California-based Moller International says it has developed “the first and only feasible, personally affordable, personal vertical takeoff and landing (VTOL) vehicle the world has ever seen.”

And it looks like the Federal Aviation Administration (FAA) agrees. Proprietor Paul Moller says the FAA has cleared his company to test the Moller Sky Car without a tether on June 10 of next year. Testing has been conducted before, both with live pilots and via remote control. But thus far, all of those tests have required the Sky Car, which lifts upward like a helicopter, to be tethered to the ground.

Meanwhile, the Slovakian engineer Stefan Klein says the 3.0 version of his Aeromobil, which has seen multiple phases of try-and-die development over the past two decades, may be the one that finally hits (relatively) mass production. Based on the outlines of a single-engine plane, the current version 2.5 draws power from a 100-hp Rotax airplane engine and can travel 430 miles in the air or 310 miles on the ground on just one fuel load.
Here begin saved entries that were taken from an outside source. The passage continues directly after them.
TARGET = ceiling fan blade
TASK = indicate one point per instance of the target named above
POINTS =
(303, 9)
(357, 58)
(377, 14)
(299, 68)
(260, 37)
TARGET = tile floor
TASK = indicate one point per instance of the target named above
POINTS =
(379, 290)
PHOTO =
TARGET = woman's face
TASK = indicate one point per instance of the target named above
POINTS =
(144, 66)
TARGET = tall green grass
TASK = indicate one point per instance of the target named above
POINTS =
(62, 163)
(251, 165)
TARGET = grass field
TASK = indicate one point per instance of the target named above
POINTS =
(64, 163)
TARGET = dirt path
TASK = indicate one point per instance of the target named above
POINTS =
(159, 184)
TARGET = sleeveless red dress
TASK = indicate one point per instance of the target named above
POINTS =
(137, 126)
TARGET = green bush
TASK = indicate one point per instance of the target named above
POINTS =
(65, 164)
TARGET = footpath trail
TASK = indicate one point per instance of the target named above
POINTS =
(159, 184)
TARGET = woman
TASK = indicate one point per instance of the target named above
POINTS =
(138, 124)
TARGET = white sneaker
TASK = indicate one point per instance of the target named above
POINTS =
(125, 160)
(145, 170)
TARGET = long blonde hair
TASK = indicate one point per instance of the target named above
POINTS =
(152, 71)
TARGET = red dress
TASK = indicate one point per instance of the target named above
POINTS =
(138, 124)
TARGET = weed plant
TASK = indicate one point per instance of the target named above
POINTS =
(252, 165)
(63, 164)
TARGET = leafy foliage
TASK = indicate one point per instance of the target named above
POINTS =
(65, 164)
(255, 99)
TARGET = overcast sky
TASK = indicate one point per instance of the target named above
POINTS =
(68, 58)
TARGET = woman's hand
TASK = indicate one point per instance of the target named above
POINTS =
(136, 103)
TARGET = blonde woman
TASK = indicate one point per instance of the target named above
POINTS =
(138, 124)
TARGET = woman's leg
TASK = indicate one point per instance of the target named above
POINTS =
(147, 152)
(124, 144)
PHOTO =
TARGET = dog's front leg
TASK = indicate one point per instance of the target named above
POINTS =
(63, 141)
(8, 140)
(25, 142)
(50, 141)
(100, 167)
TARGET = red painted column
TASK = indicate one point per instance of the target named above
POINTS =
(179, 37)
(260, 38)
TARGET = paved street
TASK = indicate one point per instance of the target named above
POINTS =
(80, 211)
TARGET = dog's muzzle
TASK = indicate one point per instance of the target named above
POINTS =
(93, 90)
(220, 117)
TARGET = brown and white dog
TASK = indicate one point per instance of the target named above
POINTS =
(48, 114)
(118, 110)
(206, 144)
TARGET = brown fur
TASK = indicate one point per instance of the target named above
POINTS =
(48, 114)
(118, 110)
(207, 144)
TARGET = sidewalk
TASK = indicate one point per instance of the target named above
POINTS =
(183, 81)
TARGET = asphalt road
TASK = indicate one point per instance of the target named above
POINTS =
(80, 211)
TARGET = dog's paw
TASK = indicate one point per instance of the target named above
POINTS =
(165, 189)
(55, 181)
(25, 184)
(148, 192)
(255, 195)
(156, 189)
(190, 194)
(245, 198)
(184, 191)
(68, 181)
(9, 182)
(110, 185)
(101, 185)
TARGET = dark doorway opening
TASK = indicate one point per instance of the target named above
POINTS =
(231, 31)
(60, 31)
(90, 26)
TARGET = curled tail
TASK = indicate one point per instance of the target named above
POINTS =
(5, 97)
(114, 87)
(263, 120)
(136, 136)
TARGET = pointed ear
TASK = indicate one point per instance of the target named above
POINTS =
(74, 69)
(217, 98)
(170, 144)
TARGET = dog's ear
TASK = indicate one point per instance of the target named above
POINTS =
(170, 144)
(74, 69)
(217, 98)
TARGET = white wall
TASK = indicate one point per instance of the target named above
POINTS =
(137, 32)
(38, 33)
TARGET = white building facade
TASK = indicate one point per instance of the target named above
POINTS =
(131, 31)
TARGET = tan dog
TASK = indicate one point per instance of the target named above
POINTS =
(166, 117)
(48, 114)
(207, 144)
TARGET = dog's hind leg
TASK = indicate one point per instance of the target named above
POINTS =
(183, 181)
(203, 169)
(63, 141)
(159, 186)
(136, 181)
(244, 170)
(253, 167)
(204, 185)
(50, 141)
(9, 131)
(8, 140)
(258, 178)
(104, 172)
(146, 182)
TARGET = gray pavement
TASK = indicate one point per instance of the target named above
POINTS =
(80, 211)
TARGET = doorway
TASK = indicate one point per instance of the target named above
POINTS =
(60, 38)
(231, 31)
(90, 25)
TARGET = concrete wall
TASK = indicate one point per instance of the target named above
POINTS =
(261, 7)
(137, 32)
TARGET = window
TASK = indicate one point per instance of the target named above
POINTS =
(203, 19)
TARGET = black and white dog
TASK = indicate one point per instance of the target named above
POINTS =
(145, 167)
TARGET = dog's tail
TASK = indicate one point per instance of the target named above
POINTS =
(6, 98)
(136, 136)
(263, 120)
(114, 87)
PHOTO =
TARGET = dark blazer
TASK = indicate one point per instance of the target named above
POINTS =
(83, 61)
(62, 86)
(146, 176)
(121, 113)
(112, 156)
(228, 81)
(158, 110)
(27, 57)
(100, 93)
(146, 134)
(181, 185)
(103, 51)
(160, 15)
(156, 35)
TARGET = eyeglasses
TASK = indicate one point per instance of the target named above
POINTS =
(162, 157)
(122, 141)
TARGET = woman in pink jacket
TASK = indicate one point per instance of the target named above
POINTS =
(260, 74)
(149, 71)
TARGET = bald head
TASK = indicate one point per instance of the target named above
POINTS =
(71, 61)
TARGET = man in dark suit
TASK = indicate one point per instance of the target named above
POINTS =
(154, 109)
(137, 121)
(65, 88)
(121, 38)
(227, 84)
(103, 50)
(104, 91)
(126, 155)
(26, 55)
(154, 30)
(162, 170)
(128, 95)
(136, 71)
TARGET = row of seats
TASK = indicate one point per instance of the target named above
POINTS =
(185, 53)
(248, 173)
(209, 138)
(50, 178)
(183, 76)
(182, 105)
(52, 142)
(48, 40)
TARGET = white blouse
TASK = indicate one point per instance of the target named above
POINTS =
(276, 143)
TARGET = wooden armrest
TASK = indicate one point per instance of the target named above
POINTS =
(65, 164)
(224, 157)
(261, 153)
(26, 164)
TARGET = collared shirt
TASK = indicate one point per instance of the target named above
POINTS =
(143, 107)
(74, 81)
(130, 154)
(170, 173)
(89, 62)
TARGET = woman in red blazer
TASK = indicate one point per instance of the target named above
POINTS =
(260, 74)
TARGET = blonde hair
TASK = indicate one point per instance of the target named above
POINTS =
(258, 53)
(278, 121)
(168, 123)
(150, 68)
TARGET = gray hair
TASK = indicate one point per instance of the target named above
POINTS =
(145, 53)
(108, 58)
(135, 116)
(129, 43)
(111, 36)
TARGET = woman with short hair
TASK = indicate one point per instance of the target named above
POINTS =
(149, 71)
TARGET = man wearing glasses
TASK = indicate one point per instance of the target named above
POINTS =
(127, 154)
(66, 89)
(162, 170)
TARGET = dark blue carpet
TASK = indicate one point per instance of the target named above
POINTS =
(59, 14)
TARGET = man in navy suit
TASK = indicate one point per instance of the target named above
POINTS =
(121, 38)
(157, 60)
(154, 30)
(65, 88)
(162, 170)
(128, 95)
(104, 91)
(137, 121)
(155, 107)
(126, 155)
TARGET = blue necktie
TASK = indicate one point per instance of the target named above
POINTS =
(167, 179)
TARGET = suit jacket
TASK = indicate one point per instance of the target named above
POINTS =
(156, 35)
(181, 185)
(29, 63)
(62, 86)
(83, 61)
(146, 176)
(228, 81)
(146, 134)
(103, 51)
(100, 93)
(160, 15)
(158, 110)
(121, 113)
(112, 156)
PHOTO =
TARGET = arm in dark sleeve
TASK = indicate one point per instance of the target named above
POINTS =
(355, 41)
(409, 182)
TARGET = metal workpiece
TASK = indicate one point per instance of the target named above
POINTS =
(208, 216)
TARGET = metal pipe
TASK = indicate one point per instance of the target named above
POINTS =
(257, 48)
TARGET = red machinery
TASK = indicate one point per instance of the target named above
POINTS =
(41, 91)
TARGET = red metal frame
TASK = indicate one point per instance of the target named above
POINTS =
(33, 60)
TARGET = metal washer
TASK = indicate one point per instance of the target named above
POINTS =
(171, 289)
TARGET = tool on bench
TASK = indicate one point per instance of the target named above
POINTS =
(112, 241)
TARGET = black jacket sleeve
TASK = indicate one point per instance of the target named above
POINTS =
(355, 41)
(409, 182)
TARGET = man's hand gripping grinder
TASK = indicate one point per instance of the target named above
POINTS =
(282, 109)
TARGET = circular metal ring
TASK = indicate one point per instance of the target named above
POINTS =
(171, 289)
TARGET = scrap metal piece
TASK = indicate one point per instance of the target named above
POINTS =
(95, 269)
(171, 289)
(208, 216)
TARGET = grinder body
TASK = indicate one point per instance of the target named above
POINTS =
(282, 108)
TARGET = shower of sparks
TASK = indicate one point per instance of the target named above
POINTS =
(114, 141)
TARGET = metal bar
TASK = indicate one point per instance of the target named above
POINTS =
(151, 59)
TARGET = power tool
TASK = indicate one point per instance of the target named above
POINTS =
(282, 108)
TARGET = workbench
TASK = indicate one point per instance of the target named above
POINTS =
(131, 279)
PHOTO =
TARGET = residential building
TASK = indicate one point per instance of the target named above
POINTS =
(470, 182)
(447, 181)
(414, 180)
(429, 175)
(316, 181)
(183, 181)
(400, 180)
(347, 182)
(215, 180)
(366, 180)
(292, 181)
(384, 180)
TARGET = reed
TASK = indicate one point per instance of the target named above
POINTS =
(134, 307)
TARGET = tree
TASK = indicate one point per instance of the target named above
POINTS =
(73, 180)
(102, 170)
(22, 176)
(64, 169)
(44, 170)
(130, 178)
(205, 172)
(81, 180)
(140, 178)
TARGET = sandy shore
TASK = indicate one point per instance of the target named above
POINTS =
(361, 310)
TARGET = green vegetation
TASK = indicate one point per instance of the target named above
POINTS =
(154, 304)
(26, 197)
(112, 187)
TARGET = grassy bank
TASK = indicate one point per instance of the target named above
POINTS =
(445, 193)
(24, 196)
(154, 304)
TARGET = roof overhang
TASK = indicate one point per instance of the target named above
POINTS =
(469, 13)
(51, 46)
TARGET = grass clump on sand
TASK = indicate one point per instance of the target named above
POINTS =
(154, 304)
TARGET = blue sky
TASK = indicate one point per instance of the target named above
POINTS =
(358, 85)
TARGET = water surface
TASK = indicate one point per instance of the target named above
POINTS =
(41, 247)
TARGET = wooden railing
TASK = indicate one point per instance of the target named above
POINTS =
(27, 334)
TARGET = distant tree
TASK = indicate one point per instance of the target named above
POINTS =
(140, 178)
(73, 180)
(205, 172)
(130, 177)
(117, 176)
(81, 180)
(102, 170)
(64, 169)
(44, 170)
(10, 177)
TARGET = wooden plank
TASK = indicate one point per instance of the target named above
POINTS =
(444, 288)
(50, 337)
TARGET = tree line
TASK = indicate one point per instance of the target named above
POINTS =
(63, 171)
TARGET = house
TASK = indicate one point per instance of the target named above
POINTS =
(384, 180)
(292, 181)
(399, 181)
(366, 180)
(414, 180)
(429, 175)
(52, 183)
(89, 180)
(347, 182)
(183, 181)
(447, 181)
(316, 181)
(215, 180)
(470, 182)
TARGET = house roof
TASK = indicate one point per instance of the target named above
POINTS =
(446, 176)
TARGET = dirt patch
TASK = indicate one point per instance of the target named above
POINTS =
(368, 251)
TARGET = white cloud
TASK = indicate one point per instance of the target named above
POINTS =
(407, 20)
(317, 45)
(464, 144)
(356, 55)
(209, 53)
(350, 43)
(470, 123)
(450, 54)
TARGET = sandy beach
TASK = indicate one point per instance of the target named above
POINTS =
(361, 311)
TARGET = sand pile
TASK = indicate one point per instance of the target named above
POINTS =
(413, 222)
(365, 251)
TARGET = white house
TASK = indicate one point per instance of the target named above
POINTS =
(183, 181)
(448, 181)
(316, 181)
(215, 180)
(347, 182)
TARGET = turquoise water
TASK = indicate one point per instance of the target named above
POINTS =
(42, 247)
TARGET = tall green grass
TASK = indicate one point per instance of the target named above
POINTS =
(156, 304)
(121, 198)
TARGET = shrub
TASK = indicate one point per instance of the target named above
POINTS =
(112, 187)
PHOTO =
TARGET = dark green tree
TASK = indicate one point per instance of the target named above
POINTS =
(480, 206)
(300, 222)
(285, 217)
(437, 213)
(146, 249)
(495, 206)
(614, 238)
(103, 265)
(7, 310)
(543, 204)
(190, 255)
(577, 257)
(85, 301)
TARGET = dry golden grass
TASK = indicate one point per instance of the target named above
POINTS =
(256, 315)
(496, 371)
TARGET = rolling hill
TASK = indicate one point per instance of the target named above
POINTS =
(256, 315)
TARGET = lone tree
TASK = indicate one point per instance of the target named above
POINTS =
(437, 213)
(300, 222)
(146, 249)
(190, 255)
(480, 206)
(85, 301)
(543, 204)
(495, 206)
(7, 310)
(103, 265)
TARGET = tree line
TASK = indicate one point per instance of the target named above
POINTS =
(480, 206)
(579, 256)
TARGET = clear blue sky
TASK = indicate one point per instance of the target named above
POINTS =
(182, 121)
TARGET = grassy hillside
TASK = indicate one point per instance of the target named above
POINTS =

As E3 Spark Plugs has reported before, the Terrafugia Transition Flying Car still awaits a few more investors before it can go into full production. However, you can reserve your $279,000 new ride for a mere $10,000 down payment. No word yet on how long you’ll wait.

And the over in the Netherlands, the PAL-V (Personal Air and Land Vehicle) made a successful maiden flight last year. It rises into the air like a gyrocopter with lift generated by an auto-rotating rotor and forward speed produced by a foldable push propeller on the back. On the road it looks and drives a bit like a motorcycle. The current version runs on gasoline, but the company is developing biodiesel and bioethanol-fueled versions, too.

Supposing mass personal air travel is the next-generation norm, which of these four would you choose, E3 Spark Plugs fans?